Mapping the Unseen

An Interrogation of a Landscape

Mapping the Unseen was a temporary, site-specific installation presented in the fall of 2022 at the marker of the former Japanese prison camp that was located in Santa Fe, NM during the period of WWII.

The installation was conceived as a counter-monument, a work that tacitly critiques the original monument. MTU was installed for only 2 hours at dusk. Passers by stopped to discuss the history and some had fragments of information and insughts that elaborated on the history.

The subtitle is “interrogation of a landscape” as a means to describe the mechanism by which much of the true historical reckoning for the “camp” covered over and re-modeled by a private, gated housing development that now covers the location and the ambiguity of geography created by the overlay of a dog park. A plaque on the marker (a large stone) instructs visitors to stand at a specific spot and “look east” to see the former location of the prison camp. The “marker” (not referred to as a “monument”) is situated within the grounds of a popular dog park.

Looking in the direction suggested by the plaque on the marker presents a serene, pastoral impression that in some ways makes it more haunting in that it contrasts so vividly with the reality of the prison camp and belies the experiences of suffering and injustice that occurred here.

At the same time, it is a place for families, descendents and friends of those who were imprisoned here to reflect and grieve in a quiet, emotionally modulated way. The marker area is separated from the view of the former camp site by a private gravel road.

The concept of MTU was to symbolically restore the obscured view. It developed directly out of the experience of trying to imagine the structures as they existed in the past. The site is filled with contradictions and equivocation. The installation was designed as a way to remove the veneer of equivocation.

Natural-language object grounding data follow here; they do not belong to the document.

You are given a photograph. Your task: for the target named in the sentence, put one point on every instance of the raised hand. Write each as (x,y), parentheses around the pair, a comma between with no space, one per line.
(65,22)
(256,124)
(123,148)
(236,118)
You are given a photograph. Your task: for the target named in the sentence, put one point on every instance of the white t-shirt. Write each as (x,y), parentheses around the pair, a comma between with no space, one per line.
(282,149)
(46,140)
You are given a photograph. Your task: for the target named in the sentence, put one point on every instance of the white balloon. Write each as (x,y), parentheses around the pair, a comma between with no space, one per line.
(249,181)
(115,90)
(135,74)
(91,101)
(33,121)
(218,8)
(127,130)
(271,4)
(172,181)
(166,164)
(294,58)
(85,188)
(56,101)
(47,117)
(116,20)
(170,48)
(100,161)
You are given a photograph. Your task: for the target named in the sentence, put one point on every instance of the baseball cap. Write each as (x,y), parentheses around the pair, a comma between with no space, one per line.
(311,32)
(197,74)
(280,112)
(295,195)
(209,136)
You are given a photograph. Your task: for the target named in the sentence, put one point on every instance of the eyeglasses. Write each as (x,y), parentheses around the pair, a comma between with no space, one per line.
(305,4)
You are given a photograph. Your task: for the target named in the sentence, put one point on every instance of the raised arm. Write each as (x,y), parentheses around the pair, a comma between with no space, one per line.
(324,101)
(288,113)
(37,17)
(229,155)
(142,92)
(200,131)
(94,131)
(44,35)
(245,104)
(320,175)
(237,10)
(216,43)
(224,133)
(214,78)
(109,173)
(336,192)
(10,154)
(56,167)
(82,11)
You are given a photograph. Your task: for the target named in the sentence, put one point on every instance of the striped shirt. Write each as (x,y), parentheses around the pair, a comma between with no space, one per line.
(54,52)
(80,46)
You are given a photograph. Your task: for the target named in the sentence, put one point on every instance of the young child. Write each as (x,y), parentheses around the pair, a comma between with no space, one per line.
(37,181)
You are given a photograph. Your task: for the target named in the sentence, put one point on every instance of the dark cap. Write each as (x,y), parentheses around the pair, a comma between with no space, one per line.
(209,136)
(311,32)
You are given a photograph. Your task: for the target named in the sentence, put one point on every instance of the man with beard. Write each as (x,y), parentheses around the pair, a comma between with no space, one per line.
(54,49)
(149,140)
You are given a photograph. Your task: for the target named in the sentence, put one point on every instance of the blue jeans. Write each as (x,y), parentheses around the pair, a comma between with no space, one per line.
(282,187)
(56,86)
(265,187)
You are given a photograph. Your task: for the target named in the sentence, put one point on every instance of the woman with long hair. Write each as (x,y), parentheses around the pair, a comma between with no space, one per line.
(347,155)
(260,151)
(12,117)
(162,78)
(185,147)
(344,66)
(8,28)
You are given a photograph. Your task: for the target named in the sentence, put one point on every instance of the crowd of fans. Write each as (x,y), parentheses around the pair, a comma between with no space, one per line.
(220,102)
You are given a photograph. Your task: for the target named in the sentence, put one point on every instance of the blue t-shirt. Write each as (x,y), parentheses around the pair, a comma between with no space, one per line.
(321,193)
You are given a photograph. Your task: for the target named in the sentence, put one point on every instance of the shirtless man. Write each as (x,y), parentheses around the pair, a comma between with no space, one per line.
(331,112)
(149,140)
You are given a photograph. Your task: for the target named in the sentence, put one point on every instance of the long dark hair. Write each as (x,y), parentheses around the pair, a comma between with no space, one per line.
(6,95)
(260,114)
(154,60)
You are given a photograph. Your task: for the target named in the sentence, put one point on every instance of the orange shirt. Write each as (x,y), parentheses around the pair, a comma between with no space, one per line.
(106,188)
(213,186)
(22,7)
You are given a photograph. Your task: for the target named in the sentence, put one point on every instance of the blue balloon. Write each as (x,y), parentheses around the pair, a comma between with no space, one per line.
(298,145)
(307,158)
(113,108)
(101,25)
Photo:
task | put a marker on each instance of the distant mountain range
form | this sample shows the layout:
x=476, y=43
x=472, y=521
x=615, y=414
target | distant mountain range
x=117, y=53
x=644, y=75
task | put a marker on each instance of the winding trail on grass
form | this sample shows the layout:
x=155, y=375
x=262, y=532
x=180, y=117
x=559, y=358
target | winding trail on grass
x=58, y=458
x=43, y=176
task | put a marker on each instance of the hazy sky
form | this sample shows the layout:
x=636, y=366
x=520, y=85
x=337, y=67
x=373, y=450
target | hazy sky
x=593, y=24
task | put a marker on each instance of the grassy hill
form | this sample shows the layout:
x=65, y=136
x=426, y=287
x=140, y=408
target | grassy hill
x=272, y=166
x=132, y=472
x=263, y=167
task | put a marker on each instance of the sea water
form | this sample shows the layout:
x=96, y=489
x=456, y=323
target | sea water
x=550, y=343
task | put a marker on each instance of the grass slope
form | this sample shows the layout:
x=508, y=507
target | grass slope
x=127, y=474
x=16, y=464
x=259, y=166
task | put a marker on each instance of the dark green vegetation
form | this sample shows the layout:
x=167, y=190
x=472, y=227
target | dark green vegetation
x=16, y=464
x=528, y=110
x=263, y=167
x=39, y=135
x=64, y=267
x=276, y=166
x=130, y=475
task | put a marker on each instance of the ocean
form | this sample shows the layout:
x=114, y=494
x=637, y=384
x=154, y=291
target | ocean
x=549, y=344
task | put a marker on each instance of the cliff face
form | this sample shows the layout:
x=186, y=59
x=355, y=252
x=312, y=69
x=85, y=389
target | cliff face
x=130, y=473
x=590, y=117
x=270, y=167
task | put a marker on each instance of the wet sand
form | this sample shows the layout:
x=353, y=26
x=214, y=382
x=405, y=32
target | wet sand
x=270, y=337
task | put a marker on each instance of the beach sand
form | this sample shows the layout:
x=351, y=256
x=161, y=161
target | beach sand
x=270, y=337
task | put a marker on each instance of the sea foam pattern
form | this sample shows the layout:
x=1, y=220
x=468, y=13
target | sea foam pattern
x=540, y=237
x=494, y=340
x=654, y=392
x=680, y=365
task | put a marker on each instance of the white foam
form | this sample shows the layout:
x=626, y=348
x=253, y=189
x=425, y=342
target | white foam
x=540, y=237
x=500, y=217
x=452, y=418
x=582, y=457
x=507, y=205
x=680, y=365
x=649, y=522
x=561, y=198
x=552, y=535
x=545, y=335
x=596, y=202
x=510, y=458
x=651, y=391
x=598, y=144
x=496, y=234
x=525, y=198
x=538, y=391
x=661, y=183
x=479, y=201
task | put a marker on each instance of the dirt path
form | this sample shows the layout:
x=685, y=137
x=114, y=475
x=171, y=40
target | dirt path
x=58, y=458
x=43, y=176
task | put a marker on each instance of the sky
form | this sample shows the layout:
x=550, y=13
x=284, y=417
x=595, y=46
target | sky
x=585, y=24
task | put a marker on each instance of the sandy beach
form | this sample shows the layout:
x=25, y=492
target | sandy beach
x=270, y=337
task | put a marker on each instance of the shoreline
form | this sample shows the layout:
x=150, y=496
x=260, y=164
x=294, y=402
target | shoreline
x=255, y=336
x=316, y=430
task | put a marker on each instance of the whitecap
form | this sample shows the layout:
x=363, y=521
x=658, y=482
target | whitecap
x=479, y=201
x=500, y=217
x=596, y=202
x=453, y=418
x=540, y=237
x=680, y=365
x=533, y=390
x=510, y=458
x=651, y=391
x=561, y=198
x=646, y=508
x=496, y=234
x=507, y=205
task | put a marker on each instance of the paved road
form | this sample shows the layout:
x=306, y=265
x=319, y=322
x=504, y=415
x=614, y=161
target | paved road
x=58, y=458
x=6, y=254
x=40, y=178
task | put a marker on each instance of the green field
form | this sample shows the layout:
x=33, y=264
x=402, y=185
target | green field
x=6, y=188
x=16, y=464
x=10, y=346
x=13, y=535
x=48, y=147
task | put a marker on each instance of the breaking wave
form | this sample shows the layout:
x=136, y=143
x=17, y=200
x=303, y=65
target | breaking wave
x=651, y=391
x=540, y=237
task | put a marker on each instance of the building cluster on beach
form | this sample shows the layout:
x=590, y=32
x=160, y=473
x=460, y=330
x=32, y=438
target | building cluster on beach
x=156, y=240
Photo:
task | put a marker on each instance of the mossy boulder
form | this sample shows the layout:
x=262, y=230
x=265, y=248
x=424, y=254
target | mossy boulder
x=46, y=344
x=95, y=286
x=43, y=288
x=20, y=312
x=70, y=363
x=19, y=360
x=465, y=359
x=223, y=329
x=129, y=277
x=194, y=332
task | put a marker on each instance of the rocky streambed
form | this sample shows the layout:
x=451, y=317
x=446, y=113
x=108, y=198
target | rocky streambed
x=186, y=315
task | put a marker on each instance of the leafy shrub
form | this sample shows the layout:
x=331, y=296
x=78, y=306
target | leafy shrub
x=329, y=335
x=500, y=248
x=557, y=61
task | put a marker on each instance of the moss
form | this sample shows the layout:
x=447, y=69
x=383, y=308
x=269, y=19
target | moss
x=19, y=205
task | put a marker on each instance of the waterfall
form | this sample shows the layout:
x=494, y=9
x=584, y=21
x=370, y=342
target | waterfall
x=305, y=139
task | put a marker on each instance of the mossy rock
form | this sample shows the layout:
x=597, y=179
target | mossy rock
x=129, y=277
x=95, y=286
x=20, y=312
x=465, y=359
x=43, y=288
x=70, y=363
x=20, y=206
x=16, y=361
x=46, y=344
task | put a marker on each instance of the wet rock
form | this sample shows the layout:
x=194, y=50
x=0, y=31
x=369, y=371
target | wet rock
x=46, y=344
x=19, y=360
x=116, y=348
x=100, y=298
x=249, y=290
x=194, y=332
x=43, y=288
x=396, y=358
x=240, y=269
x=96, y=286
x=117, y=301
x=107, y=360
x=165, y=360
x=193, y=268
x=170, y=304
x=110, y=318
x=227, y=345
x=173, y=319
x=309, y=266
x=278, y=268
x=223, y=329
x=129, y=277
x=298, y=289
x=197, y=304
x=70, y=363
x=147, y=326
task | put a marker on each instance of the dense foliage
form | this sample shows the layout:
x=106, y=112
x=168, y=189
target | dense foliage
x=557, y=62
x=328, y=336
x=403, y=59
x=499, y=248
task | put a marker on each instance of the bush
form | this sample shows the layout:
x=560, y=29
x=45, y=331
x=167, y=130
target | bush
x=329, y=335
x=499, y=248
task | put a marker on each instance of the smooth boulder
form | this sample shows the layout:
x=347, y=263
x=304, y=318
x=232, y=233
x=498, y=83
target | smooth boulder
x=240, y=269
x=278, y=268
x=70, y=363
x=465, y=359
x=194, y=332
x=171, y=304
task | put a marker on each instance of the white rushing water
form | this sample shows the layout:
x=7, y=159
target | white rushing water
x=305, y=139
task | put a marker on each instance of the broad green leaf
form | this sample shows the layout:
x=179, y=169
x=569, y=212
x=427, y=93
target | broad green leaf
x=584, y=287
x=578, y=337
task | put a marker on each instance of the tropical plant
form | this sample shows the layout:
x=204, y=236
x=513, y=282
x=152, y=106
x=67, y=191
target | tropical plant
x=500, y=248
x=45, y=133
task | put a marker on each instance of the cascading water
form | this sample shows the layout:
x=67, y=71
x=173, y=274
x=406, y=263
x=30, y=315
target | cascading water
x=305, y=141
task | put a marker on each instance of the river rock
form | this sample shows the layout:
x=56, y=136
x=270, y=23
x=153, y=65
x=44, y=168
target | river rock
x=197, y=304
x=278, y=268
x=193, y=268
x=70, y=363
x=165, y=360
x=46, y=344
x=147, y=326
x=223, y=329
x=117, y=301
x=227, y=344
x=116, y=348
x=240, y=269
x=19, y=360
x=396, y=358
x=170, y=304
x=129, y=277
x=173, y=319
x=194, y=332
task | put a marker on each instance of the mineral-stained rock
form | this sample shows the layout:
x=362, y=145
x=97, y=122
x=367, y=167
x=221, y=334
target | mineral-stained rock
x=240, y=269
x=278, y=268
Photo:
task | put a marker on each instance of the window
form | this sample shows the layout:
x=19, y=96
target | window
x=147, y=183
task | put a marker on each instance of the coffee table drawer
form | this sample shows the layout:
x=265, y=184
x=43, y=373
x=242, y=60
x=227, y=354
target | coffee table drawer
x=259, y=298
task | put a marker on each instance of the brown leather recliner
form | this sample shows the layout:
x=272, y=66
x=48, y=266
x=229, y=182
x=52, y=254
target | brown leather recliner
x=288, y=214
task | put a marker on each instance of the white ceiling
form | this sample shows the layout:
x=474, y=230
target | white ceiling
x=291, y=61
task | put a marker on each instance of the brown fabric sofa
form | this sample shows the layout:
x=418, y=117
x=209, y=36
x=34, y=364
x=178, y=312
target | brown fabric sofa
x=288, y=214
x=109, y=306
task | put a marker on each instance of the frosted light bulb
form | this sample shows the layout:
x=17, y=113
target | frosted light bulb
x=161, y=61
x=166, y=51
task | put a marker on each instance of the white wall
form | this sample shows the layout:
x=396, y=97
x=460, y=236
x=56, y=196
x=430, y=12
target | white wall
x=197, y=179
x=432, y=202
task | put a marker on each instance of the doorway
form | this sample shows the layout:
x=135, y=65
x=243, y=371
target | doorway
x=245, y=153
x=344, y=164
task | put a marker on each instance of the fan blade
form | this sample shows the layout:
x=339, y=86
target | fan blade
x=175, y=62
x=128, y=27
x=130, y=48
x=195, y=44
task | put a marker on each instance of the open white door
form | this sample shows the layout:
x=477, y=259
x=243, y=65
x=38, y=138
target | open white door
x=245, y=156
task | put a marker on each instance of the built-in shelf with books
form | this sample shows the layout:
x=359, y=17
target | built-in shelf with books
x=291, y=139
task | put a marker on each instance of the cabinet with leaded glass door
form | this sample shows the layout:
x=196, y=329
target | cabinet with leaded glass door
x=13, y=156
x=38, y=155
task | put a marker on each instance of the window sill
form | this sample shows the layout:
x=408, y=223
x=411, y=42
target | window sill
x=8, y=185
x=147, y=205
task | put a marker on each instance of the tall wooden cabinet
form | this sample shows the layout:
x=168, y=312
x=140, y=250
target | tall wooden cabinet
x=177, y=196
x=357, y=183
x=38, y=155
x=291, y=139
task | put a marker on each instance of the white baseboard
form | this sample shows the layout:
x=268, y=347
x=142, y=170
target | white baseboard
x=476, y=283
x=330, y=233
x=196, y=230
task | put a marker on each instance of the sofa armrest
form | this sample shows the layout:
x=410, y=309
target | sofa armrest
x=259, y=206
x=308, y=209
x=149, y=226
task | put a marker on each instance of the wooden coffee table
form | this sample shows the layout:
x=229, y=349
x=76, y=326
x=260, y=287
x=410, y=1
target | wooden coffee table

Various images are available of parts of the camp, although limited. They were taken by people who worked there and have been preserved by their family members. But the most pertinent image for this project seemed to be the aerial photograph that was taken after the camp was closed, but before the structures had been demolished. It is an image of ghost town. Using a variety of images would have seemed to dilute and obscure the experience in much the same way the new houses obscure the real narrative embedded in the land.